Lean Analytics – Alistair Croll, Benjamin Yoskovitz

Lean Analytics – by Alistair Croll & Benjamin Yoskovitz
Date read: 8/11/19. Recommendation: 8/10.

The best book that I’ve read to date on product metrics and using data to your advantage without overanalyzing. The core of the book focuses on how to use data to build a better startup faster. Croll and Yoskovitz walk through a dashboard for every stage of a business, from validating a problem, to identifying customers, to deciding what to build, to positioning yourself. They discuss how to choose strong metrics and the analytics frameworks available for building a successful business (Pirate Metrics, Engines of Growth, Lean Canvas, Growth Pyramid). Croll and Yoskovitz also define their own “Lean Analytics” framework which features five stages – empathy, stickiness, virality, revenue, scale – and explain the metrics you should be tracking and the gates required to move forward at each stage. This is a great resource for founders and product managers if you’re looking to improve your analytics and be more strategic with key metrics.

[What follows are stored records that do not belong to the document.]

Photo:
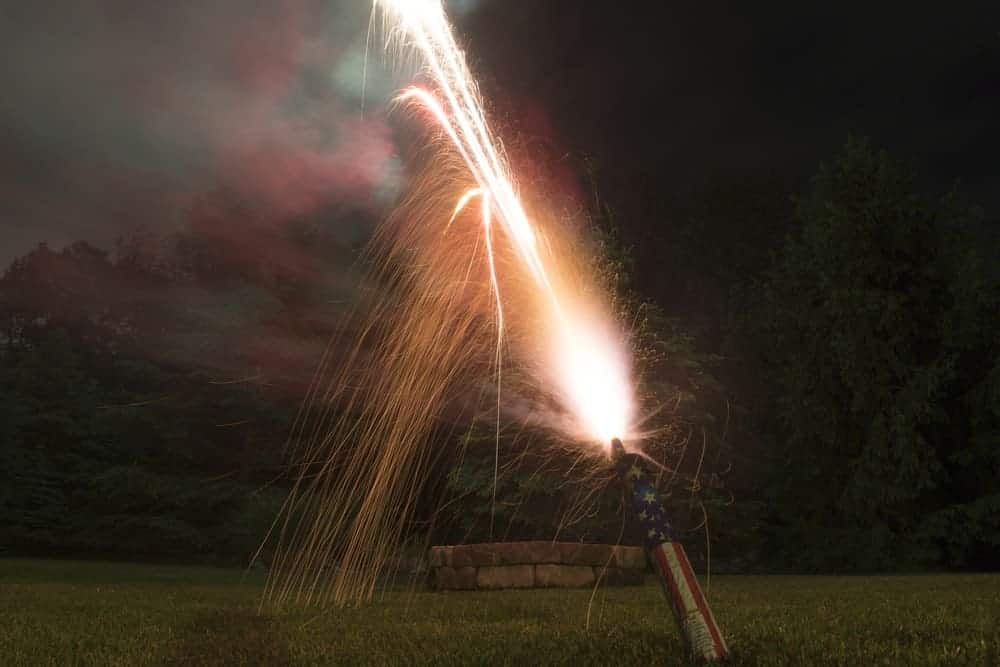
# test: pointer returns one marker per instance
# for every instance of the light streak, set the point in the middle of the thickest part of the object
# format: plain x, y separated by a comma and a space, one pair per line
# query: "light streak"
437, 322
588, 368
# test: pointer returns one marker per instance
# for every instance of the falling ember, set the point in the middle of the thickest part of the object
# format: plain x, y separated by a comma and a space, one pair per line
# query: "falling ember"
588, 367
455, 301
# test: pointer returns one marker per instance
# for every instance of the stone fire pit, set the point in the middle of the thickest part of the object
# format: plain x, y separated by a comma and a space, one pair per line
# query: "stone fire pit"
534, 565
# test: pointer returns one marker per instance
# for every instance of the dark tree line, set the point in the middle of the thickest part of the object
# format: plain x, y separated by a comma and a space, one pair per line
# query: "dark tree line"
836, 348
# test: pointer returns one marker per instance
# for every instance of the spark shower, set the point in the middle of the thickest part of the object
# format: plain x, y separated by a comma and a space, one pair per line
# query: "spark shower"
471, 291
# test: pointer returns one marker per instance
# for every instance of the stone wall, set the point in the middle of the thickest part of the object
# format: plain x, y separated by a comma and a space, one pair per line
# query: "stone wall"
534, 564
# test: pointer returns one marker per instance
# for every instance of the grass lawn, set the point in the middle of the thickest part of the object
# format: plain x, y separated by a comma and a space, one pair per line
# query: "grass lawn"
68, 612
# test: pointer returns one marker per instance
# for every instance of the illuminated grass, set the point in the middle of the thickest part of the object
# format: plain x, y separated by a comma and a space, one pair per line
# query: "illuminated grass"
64, 613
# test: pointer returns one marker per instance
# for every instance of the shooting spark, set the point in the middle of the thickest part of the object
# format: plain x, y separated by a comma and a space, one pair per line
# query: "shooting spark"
587, 367
451, 299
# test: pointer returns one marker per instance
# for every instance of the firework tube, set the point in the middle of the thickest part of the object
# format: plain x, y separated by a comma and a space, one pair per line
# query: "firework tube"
694, 618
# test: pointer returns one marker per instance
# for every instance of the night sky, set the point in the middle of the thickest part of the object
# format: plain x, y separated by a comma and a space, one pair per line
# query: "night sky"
684, 95
118, 112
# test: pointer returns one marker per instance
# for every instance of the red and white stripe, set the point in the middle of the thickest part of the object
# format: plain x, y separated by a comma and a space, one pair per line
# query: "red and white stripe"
682, 589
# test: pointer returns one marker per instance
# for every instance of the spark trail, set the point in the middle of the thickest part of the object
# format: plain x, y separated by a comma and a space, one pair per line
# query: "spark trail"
451, 300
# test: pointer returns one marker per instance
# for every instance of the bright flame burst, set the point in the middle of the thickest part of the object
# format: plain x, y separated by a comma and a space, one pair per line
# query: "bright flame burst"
439, 319
588, 368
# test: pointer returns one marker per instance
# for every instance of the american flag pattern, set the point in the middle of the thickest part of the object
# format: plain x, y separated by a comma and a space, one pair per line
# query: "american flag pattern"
680, 586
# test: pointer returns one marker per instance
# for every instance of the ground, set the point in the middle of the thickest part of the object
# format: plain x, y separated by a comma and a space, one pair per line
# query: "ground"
69, 612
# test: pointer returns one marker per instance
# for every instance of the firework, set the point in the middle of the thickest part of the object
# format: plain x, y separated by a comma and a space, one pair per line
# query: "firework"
693, 615
466, 285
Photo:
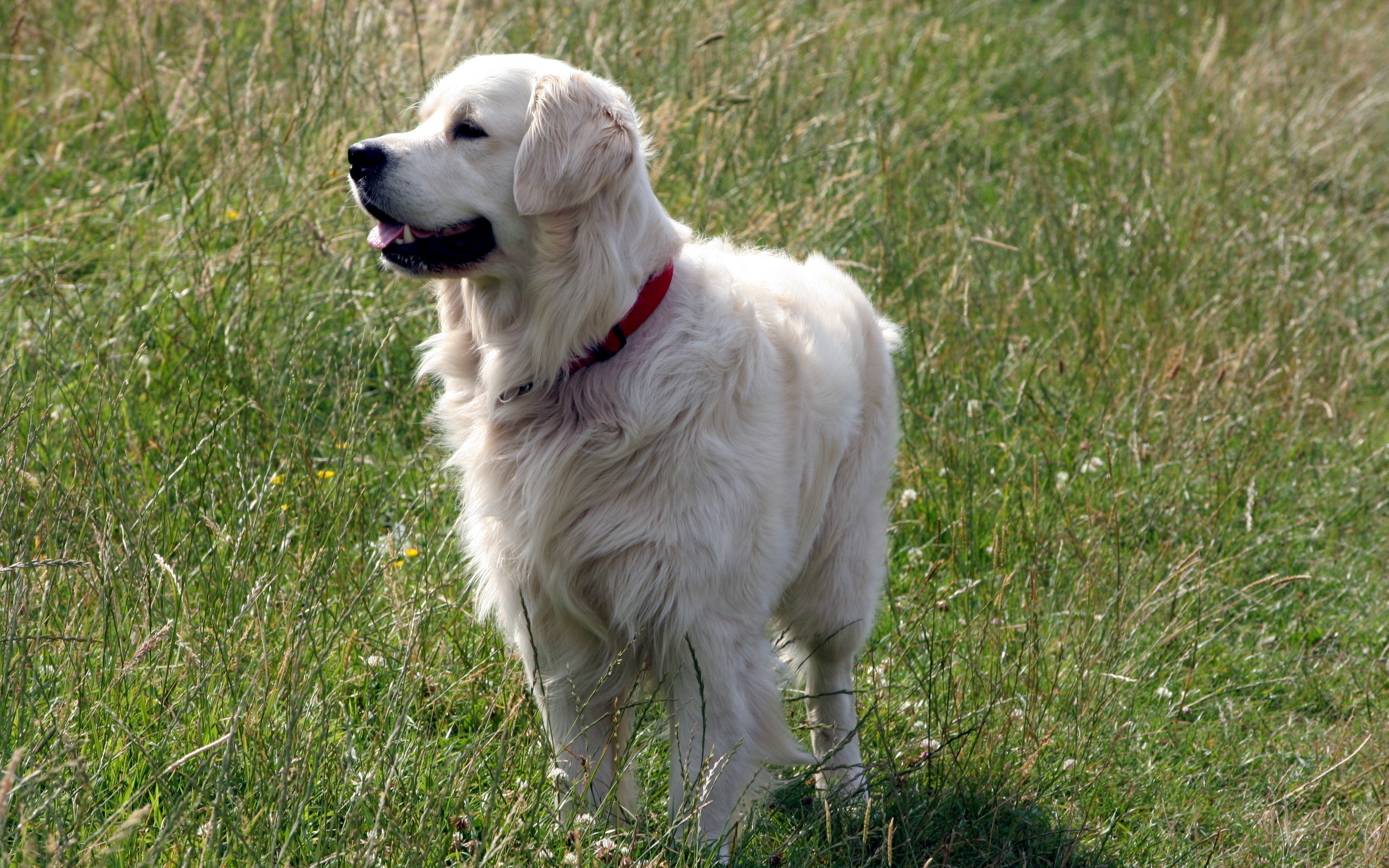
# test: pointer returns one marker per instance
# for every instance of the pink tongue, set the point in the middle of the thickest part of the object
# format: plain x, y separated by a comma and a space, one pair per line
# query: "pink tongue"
384, 234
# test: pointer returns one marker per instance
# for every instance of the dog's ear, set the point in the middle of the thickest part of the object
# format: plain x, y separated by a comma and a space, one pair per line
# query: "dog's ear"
582, 135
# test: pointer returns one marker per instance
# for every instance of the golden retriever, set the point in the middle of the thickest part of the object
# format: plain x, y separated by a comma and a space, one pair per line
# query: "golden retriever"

See my notes below or Amazon for details and reviews.

My Notes:

How to use data to build a better startup faster. Dashboard for every stage of business, from validating a problem, to identifying customers, to deciding what to build, to positioning yourself. 

Find a meaningful metric, experiment to improve it until it’s good enough for you to move on to the next stage of your business. 

Airbnb photography metric:
Hypothesis: hosts with professionally photographed homes will get more business and sign up for this as a service. Airbnb took the Concierge MVP approach and sent professional photographers to take pictures of hosts’ homes. Initial tests with this MVP showed that listings featuring professional photographs received 2-3X more bookings. The new metric they began to monitor was shoots per month (already knew it resulted in more bookings). 

Good metrics:
Comparative, understandable, a ratio or rate, changes the way you behave (actionable). 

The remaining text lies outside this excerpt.